The Rangers have been among the more newsworthy teams heading into the deadline, with management basically hanging a “FOR SALE” sign on the entire roster. Even as the team remains within range of a playoff spot, Jeff Gorton has apparently decided that the path to a Stanley Cup requires a rebuild. That means plenty of big names are available, with rumours mentioning everyone from Nash to Mats Zuccarello to even Ryan McDonagh.

But one name has been missing from the list: Lundqvist. It’s been made clear that he’s not on the block. As plugged-in Rangers beat writer Larry Brooks subtly phrased it over the weekend: “Repeat after me: N-o-t G-o-i-n-g A-n-y-w-h-e-r-e”.

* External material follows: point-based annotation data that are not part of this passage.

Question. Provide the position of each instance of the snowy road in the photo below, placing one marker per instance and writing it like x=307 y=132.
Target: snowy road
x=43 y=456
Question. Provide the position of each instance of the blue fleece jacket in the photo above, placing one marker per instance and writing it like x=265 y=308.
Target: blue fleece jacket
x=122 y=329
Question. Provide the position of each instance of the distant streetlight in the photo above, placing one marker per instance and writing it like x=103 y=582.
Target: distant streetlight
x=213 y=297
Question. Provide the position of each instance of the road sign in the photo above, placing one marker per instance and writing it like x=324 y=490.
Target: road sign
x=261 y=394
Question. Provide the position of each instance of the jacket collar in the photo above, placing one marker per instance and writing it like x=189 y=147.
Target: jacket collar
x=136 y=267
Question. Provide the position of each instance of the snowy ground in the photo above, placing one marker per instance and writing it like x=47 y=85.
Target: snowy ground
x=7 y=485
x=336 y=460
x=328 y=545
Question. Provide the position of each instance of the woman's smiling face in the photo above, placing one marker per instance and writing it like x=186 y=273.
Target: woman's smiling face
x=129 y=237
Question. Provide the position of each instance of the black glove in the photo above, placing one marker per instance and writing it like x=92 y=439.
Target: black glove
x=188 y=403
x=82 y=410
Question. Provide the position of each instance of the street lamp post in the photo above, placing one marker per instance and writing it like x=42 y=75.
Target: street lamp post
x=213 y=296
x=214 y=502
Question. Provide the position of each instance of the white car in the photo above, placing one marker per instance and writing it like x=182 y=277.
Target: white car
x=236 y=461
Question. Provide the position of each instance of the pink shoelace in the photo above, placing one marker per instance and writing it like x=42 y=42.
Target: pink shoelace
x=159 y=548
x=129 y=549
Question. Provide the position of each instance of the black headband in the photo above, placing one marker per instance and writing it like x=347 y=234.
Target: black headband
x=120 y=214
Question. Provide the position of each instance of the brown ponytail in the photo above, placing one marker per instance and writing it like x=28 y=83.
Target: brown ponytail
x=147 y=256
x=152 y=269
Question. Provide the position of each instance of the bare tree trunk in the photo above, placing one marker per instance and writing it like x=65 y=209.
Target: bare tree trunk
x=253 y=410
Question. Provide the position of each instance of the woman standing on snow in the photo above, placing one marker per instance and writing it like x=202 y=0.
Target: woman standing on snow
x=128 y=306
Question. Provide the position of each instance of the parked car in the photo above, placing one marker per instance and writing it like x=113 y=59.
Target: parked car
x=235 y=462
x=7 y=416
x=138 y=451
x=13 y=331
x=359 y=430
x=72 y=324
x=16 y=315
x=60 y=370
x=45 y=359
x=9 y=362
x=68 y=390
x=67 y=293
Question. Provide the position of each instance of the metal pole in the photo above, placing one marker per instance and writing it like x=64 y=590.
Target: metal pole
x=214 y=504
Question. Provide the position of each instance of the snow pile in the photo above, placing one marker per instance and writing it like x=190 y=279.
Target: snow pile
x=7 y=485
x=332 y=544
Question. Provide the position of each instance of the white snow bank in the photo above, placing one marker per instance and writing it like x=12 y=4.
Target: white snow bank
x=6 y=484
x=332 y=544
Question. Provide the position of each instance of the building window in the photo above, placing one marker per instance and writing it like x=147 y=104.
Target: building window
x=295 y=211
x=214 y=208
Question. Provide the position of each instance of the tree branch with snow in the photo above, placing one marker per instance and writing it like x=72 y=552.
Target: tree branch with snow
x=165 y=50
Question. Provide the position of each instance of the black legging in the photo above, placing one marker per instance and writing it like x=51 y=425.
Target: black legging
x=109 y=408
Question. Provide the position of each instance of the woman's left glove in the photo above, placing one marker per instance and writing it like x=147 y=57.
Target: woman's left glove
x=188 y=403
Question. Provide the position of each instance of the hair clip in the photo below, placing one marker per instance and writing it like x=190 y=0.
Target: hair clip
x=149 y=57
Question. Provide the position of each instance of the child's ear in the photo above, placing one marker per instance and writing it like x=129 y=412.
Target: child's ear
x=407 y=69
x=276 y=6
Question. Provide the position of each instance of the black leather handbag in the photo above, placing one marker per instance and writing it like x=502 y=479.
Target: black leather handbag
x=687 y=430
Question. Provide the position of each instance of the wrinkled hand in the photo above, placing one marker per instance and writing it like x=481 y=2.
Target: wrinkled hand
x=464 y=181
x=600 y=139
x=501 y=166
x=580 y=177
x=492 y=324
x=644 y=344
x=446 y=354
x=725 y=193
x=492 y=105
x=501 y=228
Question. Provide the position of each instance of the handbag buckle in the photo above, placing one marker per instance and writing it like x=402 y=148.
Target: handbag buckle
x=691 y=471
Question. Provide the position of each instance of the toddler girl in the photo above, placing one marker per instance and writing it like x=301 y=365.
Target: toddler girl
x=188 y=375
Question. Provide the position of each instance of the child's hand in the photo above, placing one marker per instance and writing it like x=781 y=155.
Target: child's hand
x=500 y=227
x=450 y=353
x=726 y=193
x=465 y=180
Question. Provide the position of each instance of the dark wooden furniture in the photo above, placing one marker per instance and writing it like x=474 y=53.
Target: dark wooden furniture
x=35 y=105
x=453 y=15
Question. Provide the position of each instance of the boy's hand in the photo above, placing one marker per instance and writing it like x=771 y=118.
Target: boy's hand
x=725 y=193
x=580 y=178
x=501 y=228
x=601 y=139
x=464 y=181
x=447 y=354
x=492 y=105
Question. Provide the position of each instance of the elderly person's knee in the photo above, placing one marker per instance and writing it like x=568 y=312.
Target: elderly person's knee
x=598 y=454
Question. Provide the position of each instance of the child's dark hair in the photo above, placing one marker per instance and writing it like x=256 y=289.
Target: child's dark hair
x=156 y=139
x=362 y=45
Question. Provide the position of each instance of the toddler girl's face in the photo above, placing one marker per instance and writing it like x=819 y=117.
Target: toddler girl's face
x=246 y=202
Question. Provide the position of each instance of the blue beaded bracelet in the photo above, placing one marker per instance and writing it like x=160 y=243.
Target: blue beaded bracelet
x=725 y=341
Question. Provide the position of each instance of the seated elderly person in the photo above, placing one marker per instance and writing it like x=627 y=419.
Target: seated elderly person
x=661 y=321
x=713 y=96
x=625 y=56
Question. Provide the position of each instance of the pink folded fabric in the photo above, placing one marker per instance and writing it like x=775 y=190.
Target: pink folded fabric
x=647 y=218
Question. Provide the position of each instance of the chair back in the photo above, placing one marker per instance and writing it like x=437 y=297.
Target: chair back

The question is why? If you’re truly committed to a full rebuild, wouldn’t moving a 35-year-old future Hall of Famer be something you’d have to at least consider? And given that the Stanley Cup is just about the only thing Lundqvist hasn’t won yet, a move that sent him to a contender would seem like a scenario that could work for both sides.

The first problem is that Lundqvist has a no-movement clause. He has a family and seems to love it in New York, so if he doesn’t want to go, the Rangers’ hands are tied. That doesn’t mean the team couldn’t try to change his mind, and we’ve seen plenty of players waive NTCs and NMCs in the past. But Lundqvist has earned the right to hold the cards here, and it’s possible there’s just no circumstances under which he’d want to leave.

A second issue is that it’s rare to see star goaltenders moved during the season, especially near the deadline. The reason is obvious — teams that have made it this far into the season without decent goaltending are typically out of the race and selling by now. There just aren’t many 1995–96 Avalanche teams that are one superstar goalie away from a dynasty out there.

Still, it feels like this is an issue the Rangers are going to have to address at some point. Lundqvist still has three more years left on a contract that will carry the second-highest cap hit among goalies once Carey Price’s new deal kicks in. He’ll be 39 when that deal ends, and the list of goalies who were still worth top dollar at that age is a short one. It’s possible the Rangers are rebuilding for the rest of his deal. Or maybe they’re ready to contend again soon, and don’t want to do it with an $8.5 million cap hit clogging the books. (For what it’s worth, they have a decent prospect in Igor Shestyorkin, who’s currently playing for Russia at the Olympics.)

Again, they may not have a choice. But it seems like at the very least, Gorton may want to start laying the groundwork for a future move now, while Lundqvist would still hold some decent value. Writing off the possibility altogether seems short-sighted.

Possible destination: The Flyers have been mentioned, but that couldn’t happen if Lundqvist doesn’t want to leave New York, so I guess we’re out of options. I mean, unless there happened to be another New York-based team out there that was desperate to make the playoffs, needed to send a win-now message to a pending UFA franchise player, and has struggled with its goaltending for years, and… nah.